Classification of COVID-19 on chest X-Ray images using Deep Learning model with Histogram Equalization and Lungs Segmentation

Aman Swaraj,Karan Verma
DOI: https://doi.org/10.48550/arXiv.2112.02478
2022-07-11
Abstract:Background and Objective: Artificial intelligence (AI) methods coupled with biomedical analysis has a critical role during pandemics as it helps to release the overwhelming pressure from healthcare systems and physicians. As the ongoing COVID-19 crisis worsens in countries having dense populations and inadequate testing kits like Brazil and India, radiological imaging can act as an important diagnostic tool to accurately classify covid-19 patients and prescribe the necessary treatment in due time. With this motivation, we present our study based on deep learning architecture for detecting covid-19 infected lungs using chest X-rays. Dataset: We collected a total of 2470 images for three different class labels, namely, healthy lungs, ordinary pneumonia, and covid-19 infected pneumonia, out of which 470 X-ray images belong to the covid-19 category. Methods: We first pre-process all the images using histogram equalization techniques and segment them using U-net architecture. VGG-16 network is then used for feature extraction from the pre-processed images which is further sampled by SMOTE oversampling technique to achieve a balanced dataset. Finally, the class-balanced features are classified using a support vector machine (SVM) classifier with 10-fold cross-validation and the accuracy is evaluated. Result and Conclusion: Our novel approach combining well-known pre-processing techniques, feature extraction methods, and dataset balancing method, lead us to an outstanding rate of recognition of 98% for COVID-19 images over a dataset of 2470 X-ray images. Our model is therefore fit to be utilized in healthcare facilities for screening purposes.

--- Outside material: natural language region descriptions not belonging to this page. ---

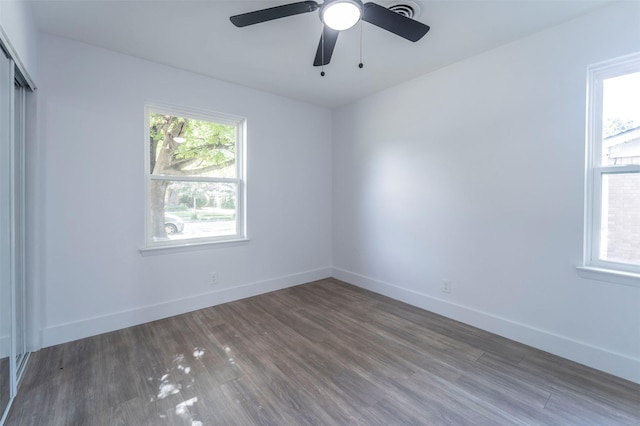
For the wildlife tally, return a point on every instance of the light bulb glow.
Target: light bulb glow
(341, 14)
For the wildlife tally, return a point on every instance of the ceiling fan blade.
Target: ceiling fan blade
(391, 21)
(329, 36)
(271, 13)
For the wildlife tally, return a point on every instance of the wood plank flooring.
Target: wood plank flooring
(324, 353)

Image and Video Processing,Computer Vision and Pattern Recognition,Machine Learning
What problem does this paper attempt to address?

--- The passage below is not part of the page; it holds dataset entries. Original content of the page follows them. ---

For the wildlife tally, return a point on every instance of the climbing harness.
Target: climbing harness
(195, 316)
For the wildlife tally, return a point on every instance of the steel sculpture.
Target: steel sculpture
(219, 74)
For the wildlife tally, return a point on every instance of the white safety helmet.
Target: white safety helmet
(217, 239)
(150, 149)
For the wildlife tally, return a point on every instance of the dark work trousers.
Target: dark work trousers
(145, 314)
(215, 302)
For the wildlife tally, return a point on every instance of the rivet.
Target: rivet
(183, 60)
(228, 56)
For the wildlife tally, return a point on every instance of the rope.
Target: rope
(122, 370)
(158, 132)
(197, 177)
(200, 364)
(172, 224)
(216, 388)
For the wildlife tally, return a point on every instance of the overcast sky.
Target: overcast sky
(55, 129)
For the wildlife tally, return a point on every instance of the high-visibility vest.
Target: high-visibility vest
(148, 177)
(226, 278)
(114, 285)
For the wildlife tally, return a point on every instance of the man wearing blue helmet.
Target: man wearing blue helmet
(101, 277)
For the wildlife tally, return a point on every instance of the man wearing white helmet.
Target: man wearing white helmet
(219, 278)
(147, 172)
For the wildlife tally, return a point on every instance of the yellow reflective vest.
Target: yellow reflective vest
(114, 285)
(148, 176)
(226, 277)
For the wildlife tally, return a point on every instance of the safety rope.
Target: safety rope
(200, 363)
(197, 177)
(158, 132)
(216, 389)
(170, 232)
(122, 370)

The main problem that this paper attempts to solve is to improve the classification accuracy of COVID - 19 on chest X - ray images. Specifically, the author points out several deficiencies in existing research: 1. **Lack of lung segmentation**: Most of the existing works do not consider lung segmentation, which may cause the model to learn features from non - infected areas, thus affecting the accuracy of classification. 2. **Imbalanced data set**: Many studies have used imbalanced data sets and adopted unrealistic augmentation techniques, which may lead to over - fitting. 3. **Differences in data sources**: X - ray images of COVID - 19 patients come from multiple different data sources, while images of normal and pneumonia patients usually come from a single data source. This difference may affect the generalization ability of the model. To overcome these problems, the author proposes a new method, which mainly includes the following steps: 1. **Data pre - processing**: - Use histogram equalization to enhance image quality. - Use U - Net for lung segmentation to ensure that the model only learns features from the lung area. 2. **Feature extraction**: - Use the VGG - 16 network to extract features from the pre - processed images. - Apply the SMOTE technique to oversample the feature vectors to balance the data set. 3. **Classification and evaluation**: - Use the support vector machine (SVM) classifier for multi - class classification. - Evaluate the performance of the model through 10 - fold cross - validation. Through these steps, the author aims to provide a more reliable and accurate COVID - 19 detection method. Eventually, this method achieved a recognition rate of 98% on 2,470 chest X - ray images, which is significantly better than other existing methods.